I am working on XC7X020-2CLG484I, and i am going to need 2 unit of MT41J256M16HA-125 DDR3. I have included the MIG for these DDR3 configuration, but cant seem able to allocate the address to the correct bytegroup(Tn). Under the MIG Bank Selection, I am going to use BANK 13 for RAM_0 and BANK 33 for RAM_1.
Under the dropdown signal set, I got Address/Ctrl-0, Address/Ctrl-1, Address/Ctrl-2, DQ[0-7].
Look at the datasheet, I should need to have DQ[0-7] and DQ[8-15], so I have increase the datawidth to . But now I am having 5 choices under the signal set dropdown menu, Address/Ctrl-0, Address/Ctrl-1, Address/Ctrl-2, DQ[0-7], DQ[8-15]. But I only have 4 byte groups to assign for. The MT41J256M16HA-125 has A0-A15, so assume that I should be having 2 set of Address/Ctrl only, how can I reduce it to 2 for [A0~A15].
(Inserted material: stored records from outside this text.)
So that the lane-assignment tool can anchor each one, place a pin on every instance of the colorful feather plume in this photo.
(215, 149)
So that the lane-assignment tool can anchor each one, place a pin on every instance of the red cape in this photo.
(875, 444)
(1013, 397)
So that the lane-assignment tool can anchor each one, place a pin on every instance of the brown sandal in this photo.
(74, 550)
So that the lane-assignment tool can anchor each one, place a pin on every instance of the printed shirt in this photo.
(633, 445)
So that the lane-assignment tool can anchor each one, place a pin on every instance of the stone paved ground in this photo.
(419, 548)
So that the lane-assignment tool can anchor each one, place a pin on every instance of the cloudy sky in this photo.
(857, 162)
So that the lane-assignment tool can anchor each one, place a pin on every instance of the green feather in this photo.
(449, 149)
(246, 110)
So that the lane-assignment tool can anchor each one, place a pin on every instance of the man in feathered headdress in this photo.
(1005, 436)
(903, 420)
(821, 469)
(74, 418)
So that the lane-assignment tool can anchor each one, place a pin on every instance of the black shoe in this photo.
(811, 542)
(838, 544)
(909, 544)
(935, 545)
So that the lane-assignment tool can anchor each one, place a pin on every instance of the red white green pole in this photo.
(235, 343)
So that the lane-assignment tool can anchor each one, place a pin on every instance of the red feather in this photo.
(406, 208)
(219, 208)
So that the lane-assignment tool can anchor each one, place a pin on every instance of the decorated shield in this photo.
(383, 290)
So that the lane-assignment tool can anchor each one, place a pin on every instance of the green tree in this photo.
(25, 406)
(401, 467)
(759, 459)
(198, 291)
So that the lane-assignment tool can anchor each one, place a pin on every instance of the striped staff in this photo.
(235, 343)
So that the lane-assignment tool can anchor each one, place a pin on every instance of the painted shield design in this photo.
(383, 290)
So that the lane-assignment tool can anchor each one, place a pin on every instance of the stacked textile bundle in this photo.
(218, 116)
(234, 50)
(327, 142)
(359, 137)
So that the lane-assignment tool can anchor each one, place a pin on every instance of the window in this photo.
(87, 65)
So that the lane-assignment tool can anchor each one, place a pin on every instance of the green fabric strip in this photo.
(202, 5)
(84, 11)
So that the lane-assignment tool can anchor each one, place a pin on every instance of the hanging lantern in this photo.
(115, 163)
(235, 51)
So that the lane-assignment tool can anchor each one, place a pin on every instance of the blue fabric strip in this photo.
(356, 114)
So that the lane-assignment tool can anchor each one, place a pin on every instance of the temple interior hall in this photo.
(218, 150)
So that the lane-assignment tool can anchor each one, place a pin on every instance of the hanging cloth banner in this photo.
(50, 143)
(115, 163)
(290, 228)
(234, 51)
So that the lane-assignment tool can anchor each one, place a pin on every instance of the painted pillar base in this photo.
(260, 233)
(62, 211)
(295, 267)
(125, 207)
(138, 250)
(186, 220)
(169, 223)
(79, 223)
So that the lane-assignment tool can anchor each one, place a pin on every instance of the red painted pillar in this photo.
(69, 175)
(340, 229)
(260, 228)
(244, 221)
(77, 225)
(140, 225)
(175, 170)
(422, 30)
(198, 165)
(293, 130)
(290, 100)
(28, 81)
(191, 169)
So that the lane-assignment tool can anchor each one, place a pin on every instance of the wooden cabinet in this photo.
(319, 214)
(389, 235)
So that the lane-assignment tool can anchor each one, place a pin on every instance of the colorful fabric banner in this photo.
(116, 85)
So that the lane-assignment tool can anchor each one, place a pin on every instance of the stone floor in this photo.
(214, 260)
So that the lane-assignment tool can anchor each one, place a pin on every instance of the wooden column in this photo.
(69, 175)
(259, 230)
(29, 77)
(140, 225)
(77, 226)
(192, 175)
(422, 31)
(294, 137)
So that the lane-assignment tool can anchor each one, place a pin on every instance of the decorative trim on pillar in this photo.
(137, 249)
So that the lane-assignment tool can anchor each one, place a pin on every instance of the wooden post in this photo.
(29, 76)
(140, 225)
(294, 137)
*Error: Memory Signals must be allocated within 3 vertical banks of the same column.
Can someone please guide me on connecting the 2xMT41J256M16HA-125 using the MIG? One on bank 13 and bank 33?
The reason you are seeing that error is because Bank 13 and 33 are in different FPGA I/O column. Here is a screenshot referencing this for XC7Z020CLG484 from Zynq 7000 Package and Planning Pinout in UG865:
Now, you can use a single x32 bit DDR3 interface as shown below:
All the address, control and data pins are allocated in Bank 34 and Bank 35 that are in a single FPGA I/O column and comply as also noted from UG865.
If you are trying to use 2 separate x16 DDR3 interfaces, as you can see above, this package does not have enough pins to support the configuration.
Note: A single instance of MIG IP can generate a memory interface width up to 72 bits. Based on the description of your memory topology it makes the most sense to generate a single IP core with a x32 data width.